Dan Quinn now knows that all too well. He’s made a sacrifice every week to the maniacal bird god every week this season. No one can say he didn’t give this season everything he’s got.
Two short years ago he found it odd Arthur Blank and Thomas Dimitroff asked repeatedly if he would do anything to win. Then demanded it in writing. Then asked if he could keep a deep, dark, all consuming secret.
That should have tipped him off. The Jets just asked about football. Rich McKay asked Quinn if he subscribed the teachings of the ancient Egyptian deity Horus. “Does Todd Bowles have to sacrifice players to an omnipotent plane?” Quinn thought for way too long if that was even possible. After each sacrifice, can Bowles use the jet? That feels unfair to Quinn, because he has not been allowed to ride the giant metal bird.

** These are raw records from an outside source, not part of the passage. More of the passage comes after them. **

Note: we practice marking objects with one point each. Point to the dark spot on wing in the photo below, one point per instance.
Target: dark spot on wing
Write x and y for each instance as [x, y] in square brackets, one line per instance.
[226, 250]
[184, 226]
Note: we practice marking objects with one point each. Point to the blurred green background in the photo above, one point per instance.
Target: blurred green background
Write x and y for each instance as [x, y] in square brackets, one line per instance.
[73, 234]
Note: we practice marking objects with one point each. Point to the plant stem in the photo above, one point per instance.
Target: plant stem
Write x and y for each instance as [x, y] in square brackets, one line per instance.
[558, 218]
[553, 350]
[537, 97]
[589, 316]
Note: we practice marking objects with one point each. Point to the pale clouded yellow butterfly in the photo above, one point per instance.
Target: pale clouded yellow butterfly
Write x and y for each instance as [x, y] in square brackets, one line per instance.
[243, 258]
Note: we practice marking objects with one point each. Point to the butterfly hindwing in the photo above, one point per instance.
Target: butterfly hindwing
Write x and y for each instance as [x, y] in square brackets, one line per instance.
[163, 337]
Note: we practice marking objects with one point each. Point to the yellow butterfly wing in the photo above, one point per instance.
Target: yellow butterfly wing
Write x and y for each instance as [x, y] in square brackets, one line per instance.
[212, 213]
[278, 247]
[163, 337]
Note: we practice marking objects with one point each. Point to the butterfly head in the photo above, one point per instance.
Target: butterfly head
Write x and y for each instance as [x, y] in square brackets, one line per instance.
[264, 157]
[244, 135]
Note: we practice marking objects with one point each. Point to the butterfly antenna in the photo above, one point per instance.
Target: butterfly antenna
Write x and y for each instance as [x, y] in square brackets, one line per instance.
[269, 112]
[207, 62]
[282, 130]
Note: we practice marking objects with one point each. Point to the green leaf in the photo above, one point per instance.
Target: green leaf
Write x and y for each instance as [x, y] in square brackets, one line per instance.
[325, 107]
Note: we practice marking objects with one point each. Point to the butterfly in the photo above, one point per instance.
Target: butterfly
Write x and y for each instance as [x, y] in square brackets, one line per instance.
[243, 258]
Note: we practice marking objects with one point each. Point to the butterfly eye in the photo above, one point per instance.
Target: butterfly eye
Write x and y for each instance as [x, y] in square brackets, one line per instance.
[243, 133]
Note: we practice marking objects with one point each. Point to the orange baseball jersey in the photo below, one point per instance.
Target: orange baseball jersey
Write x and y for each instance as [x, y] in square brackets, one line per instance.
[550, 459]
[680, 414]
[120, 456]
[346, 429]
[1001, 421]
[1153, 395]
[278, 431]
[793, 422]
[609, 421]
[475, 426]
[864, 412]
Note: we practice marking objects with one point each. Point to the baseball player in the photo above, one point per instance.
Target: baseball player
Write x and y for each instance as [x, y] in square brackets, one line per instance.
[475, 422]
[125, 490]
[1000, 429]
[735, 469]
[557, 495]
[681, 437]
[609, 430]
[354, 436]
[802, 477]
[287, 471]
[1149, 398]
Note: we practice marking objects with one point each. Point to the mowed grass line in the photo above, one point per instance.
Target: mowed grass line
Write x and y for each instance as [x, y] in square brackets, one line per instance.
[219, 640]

“Maybe it’s even because he’s stuck with Ryan Fitzpatrick,” thinks Quinn to himself. The bird was quick to take charge. It squawked mottos that paid tribute to its own blood thirsty ways. Soon Quinn was saying “fired up” every other sentence as an homage to the lake of fire. As a nod to the bird’s bloodlust, Quinn had to start telling everyone to “arrive violently.”
Quinn made it to the big dance, and he had one more sacrifice left for the season. He tried to get Tom Brady out to Flowery Branch as a sacrifice, but his texts went unanswered and calls went directly to voicemail. “Must have broken this phone, too,” Quinn muttered to himself, wondering why the New England Patriots were under investigation yet again.
Quinn knows it has to be someone on his staff. When he kicked in the refs, or even former head coach Mike Smith, the results were poor. He went back to the game film. Every player had a stellar game. But one put in a terrible performance on one, single, solitary play.
“This is the least fast and physical play I’ve seen all year,” says Quinn, as he sends a text to one of his players.
Alford had a great game, but look at this JV level flop.
That’s your effort in the NFC Championship game? Gotta arrive violently on the sidelines just like you do on the field. For his play on the field, Alford, and the rest of the secondary, earned the week’s MVP award because we just can’t give it to Matt Ryan and Julio Jones every week.
Here’s my notes on the Legion of Boom Jr.
No one would have said two months ago that the secondary could become a strength without Desmond Trufant, but the young players have come together and created an intimidating group. They will have a tougher task with New England’s healthy wide receivers, but these guys can hit and make plays.